Visions of the Apocalypse
Title | Visions of the Apocalypse PDF eBook |
Author | Bruce Chilton |
Publisher | |
Pages | 169 |
Release | 2013 |
Genre | Bible |
ISBN | 9781602589834 |
The Ashgate Research Companion to Critical Geopolitics
Title | The Ashgate Research Companion to Critical Geopolitics PDF eBook |
Author | Merje Kuus |
Publisher | Routledge |
Pages | 612 |
Release | 2016-04-01 |
Genre | Political Science |
ISBN | 1317043715 |
Since the late 1980s, critical geopolitics has gone from being a radical critical perspective on the disciplines of political geography and international relations theory to becoming a recognised area of research in its own right. Influenced by poststructuralist concerns with the politics of representation, critical geopolitics considers the ways in which the use of particular discourses shape political practices. Initially critical geopolitics analysed the practical geopolitical language of the elites and intellectuals of statecraft. Subsequent iterations have considered the role that popular representations of the international political world play. As critical geopolitics has become a more established part of political geography it has attracted ever more critique: from feminists for its apparent blindness to the embodied effects of geopolitical praxis and from those who have been uncomfortable about its textual focus, while others have challenged critical geopolitics to address alternative, resistant forms of geopolitical practice. Again, critical geopolitics has been reworked to incorporate these challenges and the latest iterations have encompassed normative agendas, non-representational theory, emotional geographies and affect.
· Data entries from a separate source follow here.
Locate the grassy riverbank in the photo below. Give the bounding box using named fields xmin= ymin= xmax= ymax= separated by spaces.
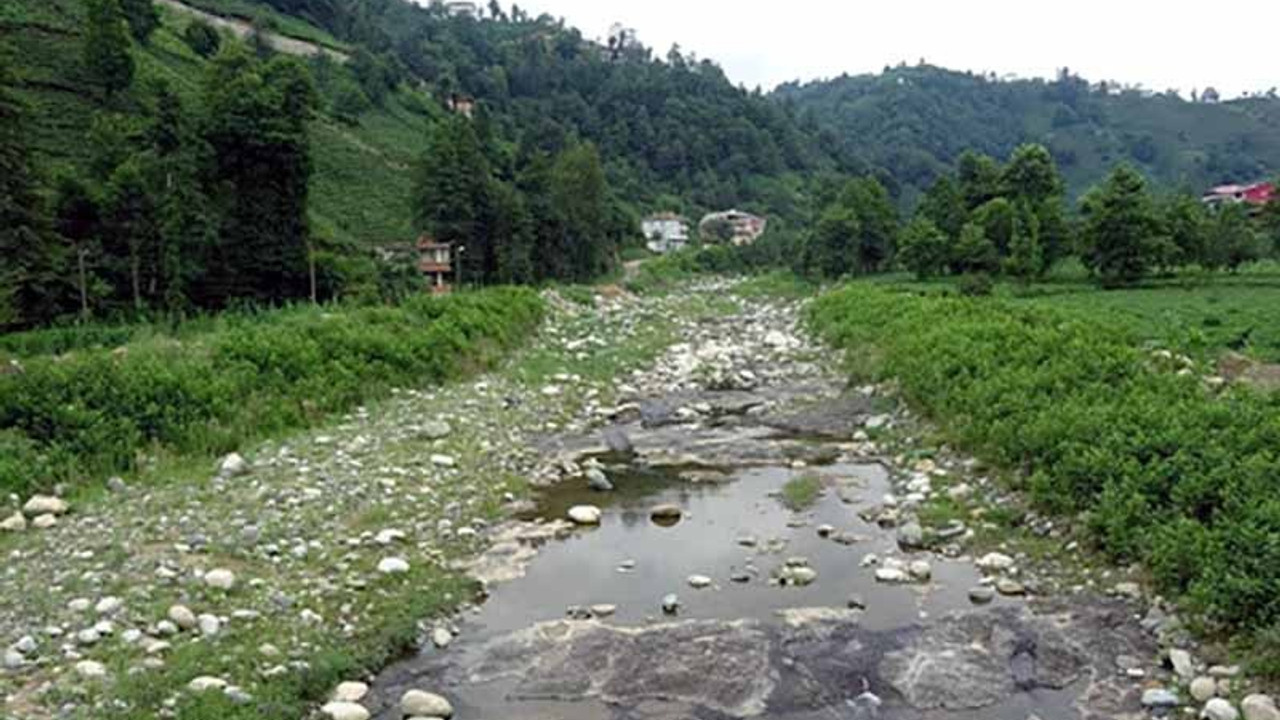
xmin=810 ymin=284 xmax=1280 ymax=661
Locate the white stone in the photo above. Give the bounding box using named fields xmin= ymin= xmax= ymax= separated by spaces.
xmin=205 ymin=568 xmax=236 ymax=591
xmin=76 ymin=660 xmax=106 ymax=680
xmin=568 ymin=505 xmax=602 ymax=525
xmin=378 ymin=557 xmax=410 ymax=575
xmin=1201 ymin=697 xmax=1240 ymax=720
xmin=0 ymin=512 xmax=27 ymax=533
xmin=977 ymin=552 xmax=1014 ymax=571
xmin=187 ymin=675 xmax=227 ymax=694
xmin=401 ymin=691 xmax=453 ymax=719
xmin=169 ymin=605 xmax=198 ymax=630
xmin=320 ymin=702 xmax=370 ymax=720
xmin=333 ymin=682 xmax=369 ymax=702
xmin=22 ymin=495 xmax=70 ymax=516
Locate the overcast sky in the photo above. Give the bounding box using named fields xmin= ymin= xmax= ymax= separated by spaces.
xmin=514 ymin=0 xmax=1280 ymax=96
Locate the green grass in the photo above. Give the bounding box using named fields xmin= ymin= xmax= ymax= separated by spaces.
xmin=778 ymin=474 xmax=822 ymax=512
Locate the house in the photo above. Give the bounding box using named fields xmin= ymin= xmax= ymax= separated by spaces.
xmin=417 ymin=234 xmax=453 ymax=295
xmin=1203 ymin=182 xmax=1276 ymax=208
xmin=444 ymin=0 xmax=480 ymax=18
xmin=698 ymin=210 xmax=769 ymax=247
xmin=640 ymin=213 xmax=689 ymax=254
xmin=447 ymin=92 xmax=476 ymax=120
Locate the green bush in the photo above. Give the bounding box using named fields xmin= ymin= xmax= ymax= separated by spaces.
xmin=0 ymin=288 xmax=541 ymax=493
xmin=810 ymin=286 xmax=1280 ymax=630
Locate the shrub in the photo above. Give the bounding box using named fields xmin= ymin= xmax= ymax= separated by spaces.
xmin=809 ymin=286 xmax=1280 ymax=630
xmin=0 ymin=288 xmax=541 ymax=493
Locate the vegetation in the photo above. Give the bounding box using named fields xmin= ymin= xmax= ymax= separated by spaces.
xmin=810 ymin=284 xmax=1280 ymax=645
xmin=0 ymin=290 xmax=541 ymax=493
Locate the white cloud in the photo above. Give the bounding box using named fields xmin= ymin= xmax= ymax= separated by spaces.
xmin=503 ymin=0 xmax=1280 ymax=95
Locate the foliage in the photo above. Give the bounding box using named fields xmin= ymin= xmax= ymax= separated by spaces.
xmin=0 ymin=290 xmax=541 ymax=495
xmin=810 ymin=286 xmax=1280 ymax=630
xmin=83 ymin=0 xmax=134 ymax=97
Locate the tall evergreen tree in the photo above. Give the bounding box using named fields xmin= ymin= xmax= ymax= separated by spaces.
xmin=0 ymin=55 xmax=69 ymax=327
xmin=83 ymin=0 xmax=133 ymax=99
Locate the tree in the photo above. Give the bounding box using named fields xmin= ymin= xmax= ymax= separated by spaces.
xmin=198 ymin=49 xmax=316 ymax=305
xmin=1001 ymin=143 xmax=1064 ymax=206
xmin=919 ymin=176 xmax=969 ymax=240
xmin=1080 ymin=165 xmax=1158 ymax=286
xmin=54 ymin=173 xmax=101 ymax=320
xmin=1004 ymin=201 xmax=1044 ymax=284
xmin=83 ymin=0 xmax=133 ymax=99
xmin=951 ymin=223 xmax=1000 ymax=273
xmin=120 ymin=0 xmax=160 ymax=45
xmin=897 ymin=215 xmax=951 ymax=279
xmin=0 ymin=56 xmax=68 ymax=327
xmin=956 ymin=150 xmax=1004 ymax=210
xmin=182 ymin=19 xmax=223 ymax=58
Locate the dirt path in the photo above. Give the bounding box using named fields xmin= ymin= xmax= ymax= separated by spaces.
xmin=156 ymin=0 xmax=351 ymax=63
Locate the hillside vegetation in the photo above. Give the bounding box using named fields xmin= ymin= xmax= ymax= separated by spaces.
xmin=777 ymin=65 xmax=1280 ymax=202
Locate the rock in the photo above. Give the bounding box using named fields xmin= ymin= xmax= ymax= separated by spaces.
xmin=897 ymin=521 xmax=924 ymax=550
xmin=76 ymin=660 xmax=106 ymax=680
xmin=1240 ymin=694 xmax=1280 ymax=720
xmin=996 ymin=578 xmax=1027 ymax=597
xmin=169 ymin=605 xmax=197 ymax=630
xmin=604 ymin=428 xmax=635 ymax=456
xmin=187 ymin=675 xmax=227 ymax=693
xmin=196 ymin=612 xmax=223 ymax=637
xmin=1169 ymin=648 xmax=1196 ymax=680
xmin=568 ymin=505 xmax=602 ymax=525
xmin=649 ymin=505 xmax=685 ymax=527
xmin=401 ymin=691 xmax=453 ymax=719
xmin=330 ymin=682 xmax=369 ymax=702
xmin=969 ymin=587 xmax=996 ymax=605
xmin=1190 ymin=676 xmax=1217 ymax=702
xmin=662 ymin=593 xmax=680 ymax=615
xmin=205 ymin=568 xmax=236 ymax=591
xmin=22 ymin=495 xmax=70 ymax=518
xmin=320 ymin=702 xmax=370 ymax=720
xmin=218 ymin=452 xmax=248 ymax=480
xmin=420 ymin=420 xmax=453 ymax=441
xmin=0 ymin=512 xmax=27 ymax=533
xmin=378 ymin=557 xmax=410 ymax=575
xmin=586 ymin=468 xmax=613 ymax=492
xmin=431 ymin=628 xmax=453 ymax=650
xmin=977 ymin=552 xmax=1014 ymax=573
xmin=1201 ymin=697 xmax=1240 ymax=720
xmin=1142 ymin=688 xmax=1181 ymax=710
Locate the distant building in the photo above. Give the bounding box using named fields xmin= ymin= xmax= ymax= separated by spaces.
xmin=448 ymin=92 xmax=476 ymax=119
xmin=640 ymin=213 xmax=689 ymax=254
xmin=417 ymin=234 xmax=453 ymax=295
xmin=444 ymin=0 xmax=480 ymax=18
xmin=698 ymin=210 xmax=769 ymax=246
xmin=1204 ymin=182 xmax=1276 ymax=208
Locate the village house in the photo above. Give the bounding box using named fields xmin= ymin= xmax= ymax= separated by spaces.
xmin=417 ymin=234 xmax=453 ymax=295
xmin=1203 ymin=182 xmax=1276 ymax=208
xmin=698 ymin=210 xmax=769 ymax=247
xmin=640 ymin=213 xmax=689 ymax=254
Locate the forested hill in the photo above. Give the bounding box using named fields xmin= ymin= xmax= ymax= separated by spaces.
xmin=776 ymin=65 xmax=1280 ymax=202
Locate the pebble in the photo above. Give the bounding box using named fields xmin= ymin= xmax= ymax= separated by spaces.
xmin=401 ymin=691 xmax=453 ymax=719
xmin=568 ymin=505 xmax=602 ymax=525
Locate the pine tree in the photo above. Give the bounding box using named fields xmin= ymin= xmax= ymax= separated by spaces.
xmin=0 ymin=55 xmax=68 ymax=327
xmin=83 ymin=0 xmax=133 ymax=99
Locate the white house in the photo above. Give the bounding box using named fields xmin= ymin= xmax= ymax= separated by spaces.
xmin=640 ymin=213 xmax=689 ymax=254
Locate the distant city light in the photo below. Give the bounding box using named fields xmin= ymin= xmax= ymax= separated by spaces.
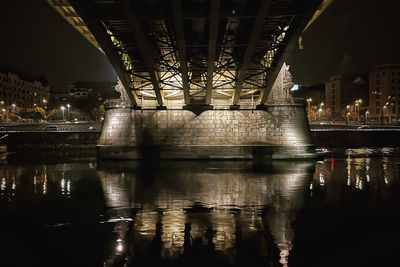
xmin=290 ymin=84 xmax=299 ymax=92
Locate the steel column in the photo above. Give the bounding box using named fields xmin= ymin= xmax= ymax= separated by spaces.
xmin=232 ymin=0 xmax=272 ymax=105
xmin=206 ymin=0 xmax=221 ymax=104
xmin=172 ymin=0 xmax=190 ymax=105
xmin=69 ymin=0 xmax=139 ymax=106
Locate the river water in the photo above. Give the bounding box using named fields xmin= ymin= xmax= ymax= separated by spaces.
xmin=0 ymin=148 xmax=400 ymax=266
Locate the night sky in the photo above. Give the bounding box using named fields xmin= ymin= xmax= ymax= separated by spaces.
xmin=0 ymin=0 xmax=400 ymax=91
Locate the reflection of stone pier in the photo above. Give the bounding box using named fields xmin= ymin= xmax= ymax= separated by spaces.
xmin=99 ymin=162 xmax=313 ymax=264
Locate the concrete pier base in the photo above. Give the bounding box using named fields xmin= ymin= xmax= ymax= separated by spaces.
xmin=97 ymin=99 xmax=315 ymax=159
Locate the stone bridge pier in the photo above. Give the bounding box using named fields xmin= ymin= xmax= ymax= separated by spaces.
xmin=97 ymin=98 xmax=314 ymax=159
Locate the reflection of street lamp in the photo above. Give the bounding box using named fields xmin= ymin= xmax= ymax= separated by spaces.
xmin=382 ymin=105 xmax=387 ymax=124
xmin=61 ymin=106 xmax=65 ymax=120
xmin=67 ymin=104 xmax=71 ymax=121
xmin=1 ymin=108 xmax=6 ymax=121
xmin=307 ymin=98 xmax=312 ymax=120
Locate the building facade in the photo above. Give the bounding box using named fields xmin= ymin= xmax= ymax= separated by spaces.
xmin=369 ymin=64 xmax=400 ymax=123
xmin=325 ymin=74 xmax=369 ymax=119
xmin=0 ymin=68 xmax=50 ymax=119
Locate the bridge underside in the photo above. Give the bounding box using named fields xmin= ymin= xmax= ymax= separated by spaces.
xmin=48 ymin=0 xmax=321 ymax=108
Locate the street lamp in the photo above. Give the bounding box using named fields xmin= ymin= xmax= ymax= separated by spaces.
xmin=61 ymin=106 xmax=65 ymax=120
xmin=67 ymin=104 xmax=71 ymax=121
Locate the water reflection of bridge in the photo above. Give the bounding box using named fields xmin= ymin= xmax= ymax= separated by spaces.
xmin=99 ymin=162 xmax=314 ymax=264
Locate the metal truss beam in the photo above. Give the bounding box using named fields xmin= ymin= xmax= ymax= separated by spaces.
xmin=121 ymin=0 xmax=164 ymax=106
xmin=206 ymin=0 xmax=221 ymax=104
xmin=232 ymin=0 xmax=272 ymax=105
xmin=258 ymin=0 xmax=321 ymax=104
xmin=69 ymin=0 xmax=139 ymax=106
xmin=172 ymin=0 xmax=190 ymax=105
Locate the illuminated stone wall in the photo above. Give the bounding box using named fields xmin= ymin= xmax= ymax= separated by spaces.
xmin=98 ymin=100 xmax=311 ymax=158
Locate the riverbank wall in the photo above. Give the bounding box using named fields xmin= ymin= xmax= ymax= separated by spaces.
xmin=97 ymin=100 xmax=314 ymax=159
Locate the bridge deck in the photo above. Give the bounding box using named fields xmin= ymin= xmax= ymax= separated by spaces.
xmin=48 ymin=0 xmax=322 ymax=108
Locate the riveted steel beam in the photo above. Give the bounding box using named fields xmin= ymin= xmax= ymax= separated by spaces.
xmin=121 ymin=0 xmax=164 ymax=106
xmin=69 ymin=0 xmax=139 ymax=106
xmin=206 ymin=0 xmax=221 ymax=104
xmin=258 ymin=0 xmax=321 ymax=104
xmin=172 ymin=0 xmax=190 ymax=105
xmin=232 ymin=0 xmax=272 ymax=105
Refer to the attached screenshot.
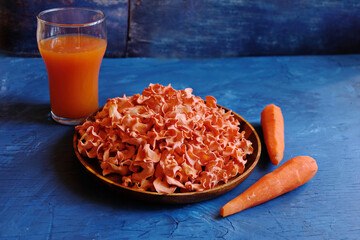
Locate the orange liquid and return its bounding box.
[39,35,107,119]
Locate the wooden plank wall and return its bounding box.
[0,0,360,57]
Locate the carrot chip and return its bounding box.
[76,84,253,194]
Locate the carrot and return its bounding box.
[261,104,285,165]
[220,156,318,217]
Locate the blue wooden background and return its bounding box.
[0,0,360,57]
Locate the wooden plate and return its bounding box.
[73,105,261,204]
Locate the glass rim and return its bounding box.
[36,7,106,28]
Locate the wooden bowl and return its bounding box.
[73,105,261,204]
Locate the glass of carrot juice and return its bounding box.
[36,8,107,125]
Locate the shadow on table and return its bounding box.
[0,100,55,124]
[50,129,184,211]
[251,123,272,171]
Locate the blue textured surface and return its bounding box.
[0,55,360,239]
[127,0,360,57]
[0,0,360,57]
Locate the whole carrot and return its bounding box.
[220,156,318,217]
[261,104,285,165]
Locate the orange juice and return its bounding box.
[39,35,107,119]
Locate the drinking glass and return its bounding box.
[36,8,107,125]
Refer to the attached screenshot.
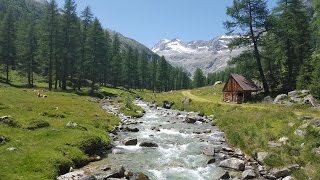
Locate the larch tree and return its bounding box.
[40,0,59,91]
[224,0,270,94]
[0,9,16,84]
It is against the vibrant backdrop of this intellectual development of critical geopolitics as a subdiscipline that this Companion is set. Bringing together leading researchers associated with the different forms of critical geopolitics, this volume produces an overview of its achievements, limitations, and areas of new and potential future development. The Companion is designed to serve as a key resource for an interdisciplinary group of scholars and practitioners interested in the spatiality of politics.